Review: Carrie

Chloë Grace Moretz and Julianne Moore star in a film written by Roberto Aguirre-Sacasa and Lawrence D. Cohen, based on the novel by Stephen King, and directed by Kimberly Peirce.

Chloë Grace Moretz turns in great performances in this bloody rehashing of the 1976 horror classic.

In any even semi-faithful remake of the revenge-of-the-bullied horror classic Carrie, barring some perversely sanitized model, there will be blood. And director Kimberly (Boys Don’t Cry) Peirce gives us plenty of the stuff — of the human, pig, and biblical varieties — in her spooky-cool remake of director Brian De Palma’s 1976 cinematic vivification of the Stephen King novel. But wait, there’s more, including a cunning mix of fidelity to the King source and the De Palma film we know, love, and love to cringe at; artistic touches of this director’s own devising; and some sobering contemporary-life connections involving bullying in the social-media and post-Columbine age.

Did we mention Julianne Moore? Moore, no stranger to the bloody, half-pulpy turf of arty horror flicks (who can forget her brainy dinner scene in Hannibal?), gives us a scarily fine and troubled performance, playing a disturbed, man-hating über-fundamentalist Christian giving birth to Carrie in an archetypal haunted house. Fast forward to the soul-testing purgatory of high school, and the stage is set for some righteous vengeance and supernatural powers, especially come prom time.

Carrie’s Carrie, star-material teen Chloë Grace Moretz, is something extra special to behold, particularly considering the high-caliber precedent laid down by the awesome Sissy Spacek in the original.
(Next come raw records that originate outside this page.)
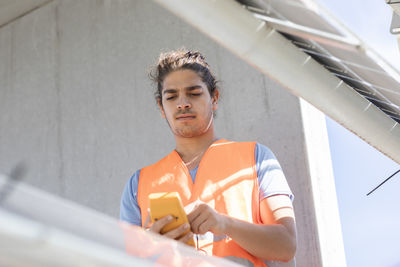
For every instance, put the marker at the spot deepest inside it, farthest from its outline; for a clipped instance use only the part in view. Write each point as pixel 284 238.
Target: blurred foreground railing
pixel 40 229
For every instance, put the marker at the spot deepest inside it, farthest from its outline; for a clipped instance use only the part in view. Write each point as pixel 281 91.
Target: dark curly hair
pixel 182 59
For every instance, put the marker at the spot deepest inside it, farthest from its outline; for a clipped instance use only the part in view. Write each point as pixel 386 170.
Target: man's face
pixel 187 104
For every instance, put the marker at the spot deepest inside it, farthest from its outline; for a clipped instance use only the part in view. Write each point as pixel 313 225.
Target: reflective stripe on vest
pixel 226 180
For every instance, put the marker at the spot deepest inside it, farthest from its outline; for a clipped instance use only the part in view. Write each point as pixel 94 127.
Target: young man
pixel 245 212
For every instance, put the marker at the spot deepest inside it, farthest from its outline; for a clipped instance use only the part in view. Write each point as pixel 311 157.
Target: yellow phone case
pixel 168 203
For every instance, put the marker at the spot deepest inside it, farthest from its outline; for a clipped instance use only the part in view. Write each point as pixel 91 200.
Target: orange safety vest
pixel 226 180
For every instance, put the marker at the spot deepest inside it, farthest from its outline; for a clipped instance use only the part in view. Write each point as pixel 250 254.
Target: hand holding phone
pixel 169 217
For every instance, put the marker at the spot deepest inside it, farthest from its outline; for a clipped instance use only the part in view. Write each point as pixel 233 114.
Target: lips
pixel 185 117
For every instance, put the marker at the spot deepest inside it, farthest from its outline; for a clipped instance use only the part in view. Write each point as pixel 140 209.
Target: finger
pixel 196 212
pixel 177 232
pixel 205 226
pixel 158 225
pixel 186 238
pixel 199 220
pixel 147 221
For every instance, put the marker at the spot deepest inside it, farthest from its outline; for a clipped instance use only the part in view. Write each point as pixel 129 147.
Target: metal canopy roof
pixel 314 32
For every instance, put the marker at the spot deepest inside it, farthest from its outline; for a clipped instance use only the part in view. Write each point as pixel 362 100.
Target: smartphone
pixel 168 203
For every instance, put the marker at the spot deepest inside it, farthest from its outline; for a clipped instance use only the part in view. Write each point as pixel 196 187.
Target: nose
pixel 184 104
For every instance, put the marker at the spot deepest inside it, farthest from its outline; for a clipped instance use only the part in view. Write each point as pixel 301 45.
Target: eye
pixel 195 94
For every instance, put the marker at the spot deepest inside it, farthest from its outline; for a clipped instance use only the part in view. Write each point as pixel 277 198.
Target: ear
pixel 161 108
pixel 214 99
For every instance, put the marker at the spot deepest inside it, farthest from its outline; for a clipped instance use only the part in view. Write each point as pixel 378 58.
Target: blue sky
pixel 370 224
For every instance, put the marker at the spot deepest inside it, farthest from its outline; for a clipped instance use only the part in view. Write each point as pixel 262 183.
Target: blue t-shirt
pixel 271 181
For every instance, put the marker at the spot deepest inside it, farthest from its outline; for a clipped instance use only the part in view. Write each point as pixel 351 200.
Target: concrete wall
pixel 77 106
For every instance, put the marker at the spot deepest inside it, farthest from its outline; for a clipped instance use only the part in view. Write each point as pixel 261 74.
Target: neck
pixel 191 149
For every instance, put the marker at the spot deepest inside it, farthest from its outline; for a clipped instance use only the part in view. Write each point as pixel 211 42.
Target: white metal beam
pixel 257 43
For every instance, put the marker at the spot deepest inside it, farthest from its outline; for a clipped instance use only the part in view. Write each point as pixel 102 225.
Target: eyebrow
pixel 190 88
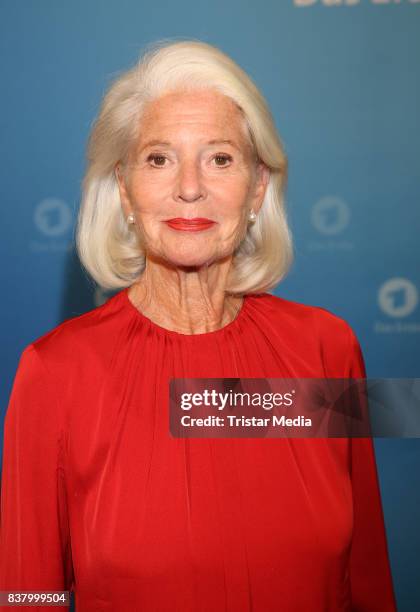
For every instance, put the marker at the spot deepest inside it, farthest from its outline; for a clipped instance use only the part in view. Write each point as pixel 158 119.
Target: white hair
pixel 107 246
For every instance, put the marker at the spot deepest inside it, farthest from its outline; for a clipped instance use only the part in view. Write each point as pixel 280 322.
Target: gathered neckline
pixel 239 315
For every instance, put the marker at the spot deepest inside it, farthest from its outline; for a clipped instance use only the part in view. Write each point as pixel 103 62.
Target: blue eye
pixel 223 157
pixel 155 156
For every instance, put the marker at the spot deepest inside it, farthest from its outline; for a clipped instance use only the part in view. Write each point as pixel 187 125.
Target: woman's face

Moretz summons up a wicked cool and necessary blend of adolescent vulnerability, self-discovery, and reckoning power. You gotta love her, even during — or especially during — her orgiastic prom revenge. A lesson learned: Be careful who you bully, kids.

There are chilling moments of the more real-worldly kind attached, by historical association, with the 2013 version and not the 1976 model, such as the pernicious power of smart-phone sadism as a tool of bullying and the tragic list of school shootings in the past several years. In the wake of such data, we can take comfort in the supernatural hyperbole and the darkly funny winks of horror-film kitsch in-jokes, reminding us that the new Carrie is, after all, just a movie — with fake blood to spare.